Tires, conventionally, are produced by forming or "laying up" of uncured or so-called green tire components on a tire building machine. The resulting green tire is then removed from the tire building machine and placed into a tire mold. The tire mold generally is configured to apply heat and pressure to the green tire forcing the green tire to conform to the configuration of a cavity within the tire mold, and through curing, retain that desired configuration. It is desirable that the cured tire conform quite closely to the configuration established by the tire mold, and such conformance is in significant measure dependent upon avoiding air entrapment between the green tire and molding surfaces of the mold.
Conventionally, the presence of air between the green tire and molding surfaces of the mold during molding operations is substantially precluded by the provision of a substantial plurality of small-bore passages or apertures extending from molding surfaces of the mold through the structure of the mold to points external to the mold. Thus, as the green tire is moldingly forced into close conformance with molding surfaces of the mold, air entrapped between the green tire and molding surfaces of the mold tends to be forced from the mold cavity via the apertures or passages. These apertures or passages conventionally are termed "vents".
While such vents typically provide for an acceptable evacuation of air from the mold, green or uncured rubber forming a portion of the green tire being molded enters these vents subsequent to entrapped air having been forced from the mold. This green rubber cures within the vents, remaining attached to the tire being molded after curing, so that when the mold is opened, and the cured tire is removed, these vents provide a plethora of needle like projections protruding generally perpendicularly from the surface of the cured tire. These projections are also termed "vents" conventionally and provide the tire with an external appearance generally regarded as objectionable.
Such protrusions or projections protruding from the cured tire generally are removed by placing the tire on a machine whereby the finished, cured tire can be spun, and cutting, either automatically or by hand labor, these projections from the tire. Termed "vent trimming", this projection cutting procedure typically adds to the manufacturing cost of the finished cured tire and results often in the generation of a significant quantity of waste or blemished tires where the trimming operation goes awry, producing a cut or surface blemished tire. In addition, after vent trimming, the tire surface remaining often is considered to be possessed of a general, overall unattractive appearance.

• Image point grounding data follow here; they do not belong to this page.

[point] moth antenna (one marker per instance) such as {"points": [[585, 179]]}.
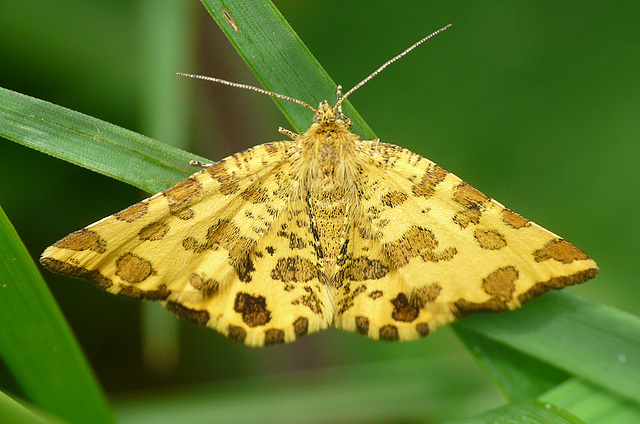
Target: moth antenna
{"points": [[387, 63], [249, 87]]}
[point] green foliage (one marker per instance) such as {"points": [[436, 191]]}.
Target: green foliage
{"points": [[578, 355]]}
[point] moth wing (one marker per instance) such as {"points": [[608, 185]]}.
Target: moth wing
{"points": [[430, 248], [194, 246]]}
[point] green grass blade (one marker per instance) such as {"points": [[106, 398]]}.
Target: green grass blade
{"points": [[518, 375], [593, 404], [279, 59], [523, 413], [380, 392], [14, 412], [595, 342], [36, 342], [92, 143]]}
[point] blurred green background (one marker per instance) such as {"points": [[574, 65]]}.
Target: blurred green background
{"points": [[535, 104]]}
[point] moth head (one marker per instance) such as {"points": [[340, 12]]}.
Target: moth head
{"points": [[326, 114]]}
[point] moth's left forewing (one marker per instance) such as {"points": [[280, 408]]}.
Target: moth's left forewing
{"points": [[449, 249]]}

It has been suggested that were air to be removed from the mold cavity employing a vacuum during the molding process, the necessity for at least some mold vents may be obviated. Accordingly, in one proposal exemplified by U.S. Pat. No. 1,276,411, a plurality of tire molds were placed within a large press cavity, and the press cavity was evacuated thereby evacuating the plurality of molds. The press was then actuated to compress the molds within the cavity in order to form finished tires.
In another proposal exemplified by U.S. Pat. No. 2,779,386, vacuum was introduced to the mold along a mold parting line and the tread portions and ply portions of the green tire were punctured so as to create air pathways from a zone adjacent an interface between the tire interlayer and the carcass of the tire to remove any entrapped air from this zone.
In still another proposal exemplified by U.S. Pat. Nos. 4,347,212; 3,842,150; and 3,854,852, a plurality of valves were positioned embeddedly within the mold along, particularly, sidewall portions of the mold. The valves in this proposal were configured to open as the mold closed, and to evacuate air from within the mold as the green tire was pressed against the molding surfaces of the mold. The valves were configured, hopefully, to close before being contaminated with rubber forced into the valves during the molding process. Each valve was connected to a source of vacuum so as to provide for evacuation of the mold. Others have employed poppet valves in tread but not sidewall portions of the mold.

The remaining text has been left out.